I suspect we are all familiar with the Great Commission, and the five instances its’ recorded in the Gospels and Book of Acts as Jesus exhorts His followers with this challenge. And perhaps like me,  you have heard dozens of sermons or talks on it. But I still seem to learn new things each time I study and meditate on it.

A few years ago, I was preparing a message on Matthew 28 to give in Latin America. While reading a few commentaries, I stumbled upon something I never noticed before (cited in Law and Covenant in Israel and the Ancient Near East by G. E. Mendenhall, 1955).

The Great Commission is actually written in the same format as that of an ancient covenantal agreement. It contains a Preamble (introduction), a Stipulation/Command (requirement) and a Promise (if the covenant stipulation is fulfilled). Why is this significant? This gives us clear indication of when God’s Spirit will be present with us.

In the Matthew account, the preamble is “All authority in heaven and one earth, has been given to me.” The covenant here rests on the authority of Jesus.
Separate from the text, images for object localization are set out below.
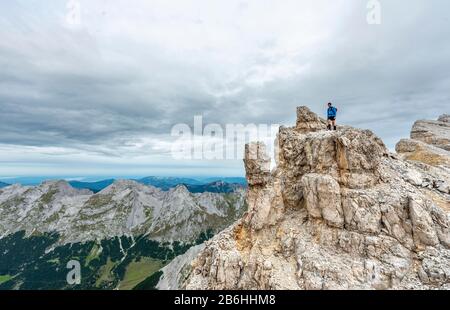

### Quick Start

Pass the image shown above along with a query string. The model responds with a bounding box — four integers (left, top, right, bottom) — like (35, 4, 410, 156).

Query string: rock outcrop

(184, 106, 450, 290)
(156, 244, 206, 290)
(396, 114, 450, 167)
(410, 116, 450, 151)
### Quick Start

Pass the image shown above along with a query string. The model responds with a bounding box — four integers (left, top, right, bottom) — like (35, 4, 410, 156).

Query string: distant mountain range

(0, 179, 246, 244)
(68, 179, 115, 193)
(185, 181, 244, 193)
(0, 176, 247, 193)
(0, 179, 247, 289)
(135, 176, 204, 191)
(201, 177, 247, 184)
(68, 177, 246, 193)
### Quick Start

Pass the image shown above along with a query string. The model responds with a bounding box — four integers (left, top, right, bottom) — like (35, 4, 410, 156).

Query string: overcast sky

(0, 0, 449, 179)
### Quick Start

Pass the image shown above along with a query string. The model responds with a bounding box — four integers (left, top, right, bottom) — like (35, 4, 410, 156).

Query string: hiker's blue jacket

(327, 106, 337, 118)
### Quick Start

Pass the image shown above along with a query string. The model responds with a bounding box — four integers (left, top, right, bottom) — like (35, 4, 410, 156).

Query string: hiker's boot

(327, 125, 331, 131)
(334, 126, 337, 131)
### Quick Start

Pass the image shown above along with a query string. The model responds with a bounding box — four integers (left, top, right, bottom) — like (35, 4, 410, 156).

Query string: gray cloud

(0, 0, 449, 176)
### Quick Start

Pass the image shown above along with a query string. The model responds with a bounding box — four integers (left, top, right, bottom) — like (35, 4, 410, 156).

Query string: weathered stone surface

(301, 174, 344, 228)
(410, 118, 450, 151)
(156, 244, 205, 290)
(396, 138, 450, 167)
(409, 198, 440, 248)
(396, 115, 450, 200)
(438, 114, 450, 123)
(184, 106, 450, 290)
(295, 106, 327, 133)
(244, 142, 271, 186)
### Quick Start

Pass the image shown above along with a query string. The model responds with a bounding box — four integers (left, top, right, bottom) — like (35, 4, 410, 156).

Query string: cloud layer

(0, 0, 449, 177)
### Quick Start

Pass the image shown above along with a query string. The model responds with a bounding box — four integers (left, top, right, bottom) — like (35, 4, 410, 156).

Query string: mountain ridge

(0, 176, 247, 192)
(0, 181, 9, 188)
(0, 177, 247, 289)
(0, 179, 246, 245)
(182, 106, 450, 290)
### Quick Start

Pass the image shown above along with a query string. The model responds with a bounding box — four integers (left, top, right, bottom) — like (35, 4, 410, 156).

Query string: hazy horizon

(0, 175, 247, 186)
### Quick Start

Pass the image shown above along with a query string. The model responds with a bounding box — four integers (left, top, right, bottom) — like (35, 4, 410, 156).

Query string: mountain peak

(41, 179, 70, 187)
(184, 106, 450, 290)
(101, 179, 144, 193)
(40, 180, 91, 196)
(169, 184, 190, 195)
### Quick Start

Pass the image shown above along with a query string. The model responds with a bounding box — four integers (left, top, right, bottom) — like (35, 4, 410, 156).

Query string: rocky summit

(183, 106, 450, 290)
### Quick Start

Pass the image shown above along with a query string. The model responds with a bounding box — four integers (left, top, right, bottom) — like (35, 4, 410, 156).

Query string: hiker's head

(328, 102, 332, 107)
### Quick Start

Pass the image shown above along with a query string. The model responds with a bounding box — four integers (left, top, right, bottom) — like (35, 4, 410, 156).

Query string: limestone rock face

(396, 114, 450, 197)
(184, 106, 450, 290)
(410, 116, 450, 151)
(295, 106, 327, 133)
(396, 139, 450, 167)
(244, 142, 271, 186)
(156, 244, 205, 290)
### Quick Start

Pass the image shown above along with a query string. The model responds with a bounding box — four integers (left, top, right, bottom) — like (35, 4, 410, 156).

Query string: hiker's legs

(327, 118, 336, 130)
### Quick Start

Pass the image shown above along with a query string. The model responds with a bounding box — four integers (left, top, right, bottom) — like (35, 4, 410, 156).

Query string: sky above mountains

(1, 0, 449, 177)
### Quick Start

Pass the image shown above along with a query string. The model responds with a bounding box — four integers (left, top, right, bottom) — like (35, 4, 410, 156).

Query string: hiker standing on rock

(327, 102, 338, 131)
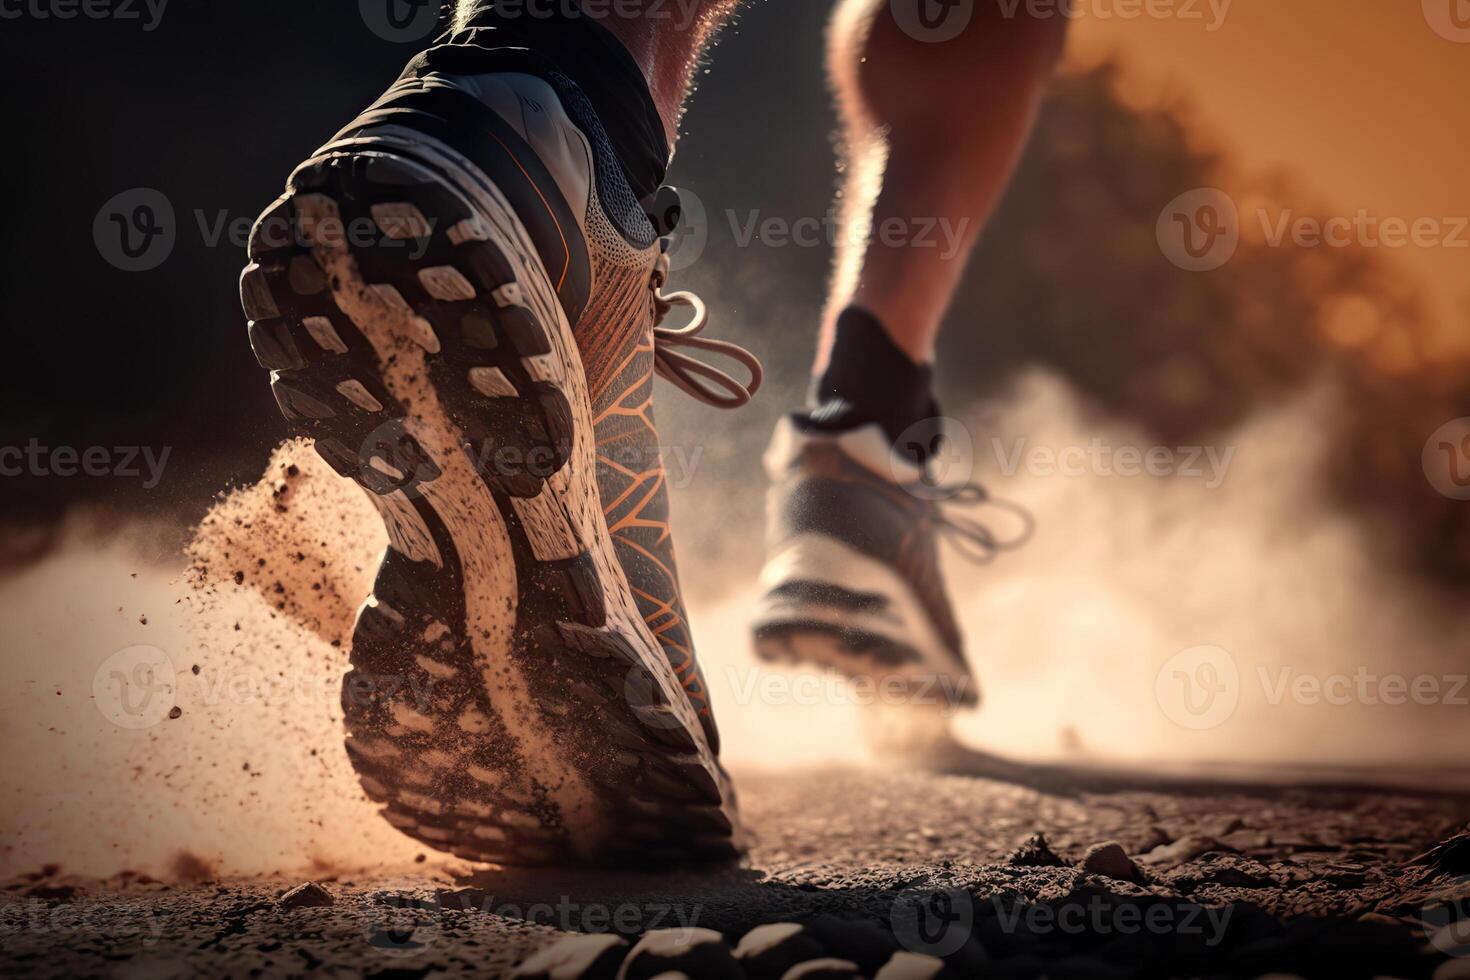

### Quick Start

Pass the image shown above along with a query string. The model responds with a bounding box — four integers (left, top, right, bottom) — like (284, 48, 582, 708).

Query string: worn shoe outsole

(239, 131, 738, 866)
He has all authority given to Him from God the Father. Philippians 2:9 says of Jesus, ‘Therefore God exalted him to the highest place and gave him the name that is above every name…’
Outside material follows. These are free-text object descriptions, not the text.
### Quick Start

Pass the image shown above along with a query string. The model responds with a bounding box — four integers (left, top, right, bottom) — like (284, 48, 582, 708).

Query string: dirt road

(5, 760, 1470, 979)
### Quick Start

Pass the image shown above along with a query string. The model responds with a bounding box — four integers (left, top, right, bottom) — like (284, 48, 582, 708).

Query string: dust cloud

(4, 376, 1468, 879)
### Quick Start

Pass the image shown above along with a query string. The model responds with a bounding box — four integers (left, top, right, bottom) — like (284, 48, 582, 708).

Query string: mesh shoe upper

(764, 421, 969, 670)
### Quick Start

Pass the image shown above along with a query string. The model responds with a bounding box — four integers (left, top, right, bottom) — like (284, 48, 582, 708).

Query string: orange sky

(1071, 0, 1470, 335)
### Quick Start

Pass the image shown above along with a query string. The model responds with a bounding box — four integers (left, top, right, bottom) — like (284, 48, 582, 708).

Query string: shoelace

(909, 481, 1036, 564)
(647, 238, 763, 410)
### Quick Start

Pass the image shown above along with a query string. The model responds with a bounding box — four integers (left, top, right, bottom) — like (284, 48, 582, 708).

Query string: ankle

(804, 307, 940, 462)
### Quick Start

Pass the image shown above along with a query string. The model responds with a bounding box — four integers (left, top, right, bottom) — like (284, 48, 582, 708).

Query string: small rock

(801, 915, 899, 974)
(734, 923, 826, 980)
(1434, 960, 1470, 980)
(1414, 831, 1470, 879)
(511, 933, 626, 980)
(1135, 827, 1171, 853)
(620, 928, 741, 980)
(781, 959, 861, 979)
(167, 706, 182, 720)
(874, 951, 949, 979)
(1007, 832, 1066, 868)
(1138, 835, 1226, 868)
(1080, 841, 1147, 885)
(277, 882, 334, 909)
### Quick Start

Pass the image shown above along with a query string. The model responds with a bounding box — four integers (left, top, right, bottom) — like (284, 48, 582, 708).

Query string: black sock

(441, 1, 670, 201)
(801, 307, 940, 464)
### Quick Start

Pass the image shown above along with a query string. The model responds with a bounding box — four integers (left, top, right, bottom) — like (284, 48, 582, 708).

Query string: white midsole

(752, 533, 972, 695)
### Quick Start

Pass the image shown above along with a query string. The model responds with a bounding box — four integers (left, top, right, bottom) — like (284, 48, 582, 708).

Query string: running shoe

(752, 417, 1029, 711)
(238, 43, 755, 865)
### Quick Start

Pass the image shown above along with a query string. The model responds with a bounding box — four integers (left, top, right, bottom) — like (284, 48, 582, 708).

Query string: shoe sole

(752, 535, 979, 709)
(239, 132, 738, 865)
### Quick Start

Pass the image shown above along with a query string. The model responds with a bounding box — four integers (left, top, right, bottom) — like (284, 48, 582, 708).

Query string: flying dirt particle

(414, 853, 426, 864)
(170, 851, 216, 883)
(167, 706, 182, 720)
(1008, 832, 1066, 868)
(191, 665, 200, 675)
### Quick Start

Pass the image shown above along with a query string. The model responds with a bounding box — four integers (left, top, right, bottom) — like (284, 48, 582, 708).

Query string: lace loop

Out of reverence for God, Jews in New Testament times did not speak God’s proper name YHWH aloud. Instead, they would use other names and attributes of God or make indirect reference to Him saying, “the name above every name.” The writer of Philippians says that Jesus has the name of God- YHWH as his name- “the name that is above every name.” Jesus and God are one and the same. He existed before all things, and He will exist when our world passes away. He conquered sin and death by dying on the cross and rising from the grave. He has authority over all things. It is in the light and strength of this authority that He commissions His people.

The stipulation is “go and make disciples of all nations, baptizing … and teaching them to obey everything I have commanded you.”  And the promise is, “I am with you always…”  
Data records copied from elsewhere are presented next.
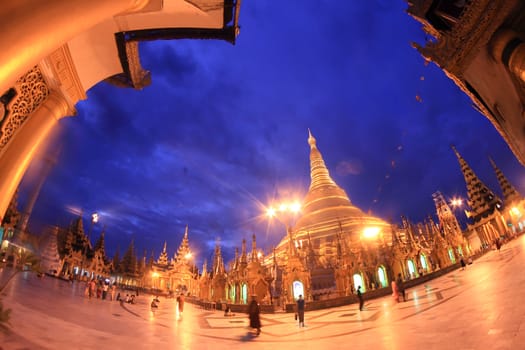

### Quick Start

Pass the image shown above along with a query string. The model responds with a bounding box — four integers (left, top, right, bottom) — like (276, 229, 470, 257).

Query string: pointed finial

(184, 225, 189, 238)
(163, 241, 167, 252)
(308, 129, 317, 148)
(450, 144, 460, 156)
(488, 155, 496, 168)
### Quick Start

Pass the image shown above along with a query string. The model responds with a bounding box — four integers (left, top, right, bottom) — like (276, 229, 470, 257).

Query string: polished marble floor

(1, 235, 524, 349)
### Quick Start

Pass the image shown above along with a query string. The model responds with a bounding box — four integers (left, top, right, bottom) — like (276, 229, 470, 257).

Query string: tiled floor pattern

(1, 236, 525, 349)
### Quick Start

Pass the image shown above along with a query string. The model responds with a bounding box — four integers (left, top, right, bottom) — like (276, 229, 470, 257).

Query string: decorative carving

(125, 40, 151, 89)
(413, 0, 520, 74)
(47, 45, 87, 105)
(0, 67, 49, 150)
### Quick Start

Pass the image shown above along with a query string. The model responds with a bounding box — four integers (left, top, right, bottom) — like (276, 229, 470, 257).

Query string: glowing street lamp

(450, 198, 463, 208)
(266, 200, 302, 256)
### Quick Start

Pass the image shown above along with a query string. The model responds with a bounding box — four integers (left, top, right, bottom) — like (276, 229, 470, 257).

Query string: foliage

(120, 240, 137, 276)
(112, 248, 121, 274)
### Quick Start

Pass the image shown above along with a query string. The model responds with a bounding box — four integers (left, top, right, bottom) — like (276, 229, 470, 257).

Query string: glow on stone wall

(420, 254, 428, 270)
(407, 259, 416, 278)
(448, 248, 456, 263)
(292, 280, 304, 300)
(241, 284, 247, 304)
(230, 285, 235, 301)
(353, 273, 364, 292)
(377, 266, 388, 287)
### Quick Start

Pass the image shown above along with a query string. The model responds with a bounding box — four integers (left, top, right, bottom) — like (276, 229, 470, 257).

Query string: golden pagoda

(274, 130, 392, 301)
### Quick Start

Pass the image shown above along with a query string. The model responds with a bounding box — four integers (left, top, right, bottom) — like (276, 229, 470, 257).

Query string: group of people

(247, 294, 307, 335)
(85, 279, 118, 301)
(392, 273, 407, 302)
(150, 293, 185, 319)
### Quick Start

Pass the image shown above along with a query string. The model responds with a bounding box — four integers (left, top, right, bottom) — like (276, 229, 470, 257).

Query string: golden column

(0, 90, 70, 221)
(0, 0, 149, 93)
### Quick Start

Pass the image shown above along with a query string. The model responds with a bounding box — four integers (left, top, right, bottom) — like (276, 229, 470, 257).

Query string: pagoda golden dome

(276, 130, 390, 259)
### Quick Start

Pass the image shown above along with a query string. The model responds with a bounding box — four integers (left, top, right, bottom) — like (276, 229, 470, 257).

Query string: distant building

The interesting thing about the nature of these ancient covenant agreements is that the promise is predicated on the stated stipulation being fulfilled.

In the case of the Great Commission, Gods’ promised presence only becomes a reality when the people of God are making disciples. We cannot divorce the stipulation from the promise. God’s promised presence is void when the stipulation is not fulfilled. In other words, His presence is only promised to reside with the disciple-making person or church according to this covenantal agreement.

What does this mean for us practically? We will experience His promised presence when we live out the Great Commission. When we enter into the disciple making process by sharing the Gospel with a “lost person” (going), and discipling them as a follower of Jesus (baptizing), and equipping them to be disciple-makers (teaching), God will be with us.

We are not to wait for His presence and power to fall upon us, before we live out His commission to us. Our going activates the covenant of His promised presence.

Disciple-making is a walk of faith. This means we will assume the risks of inconvenience, awkwardness, rejection, persecution or other losses. But God promises to be with us as we faithfully live out His call as disciple-making followers of Jesus.

Concentric prayerfully strives to help ministries restore their commitment to the Great Commission as their mission. We want to create Jesus centric disciple-making movements to the nations.  This only happens as God’s people, rich and poor, young and old walk in the way of Jesus.

As we seek to be faithful to this mission He is growing and expanding our reach.  We believe our work is most effective through partnering with indigenous leaders in their respective communities.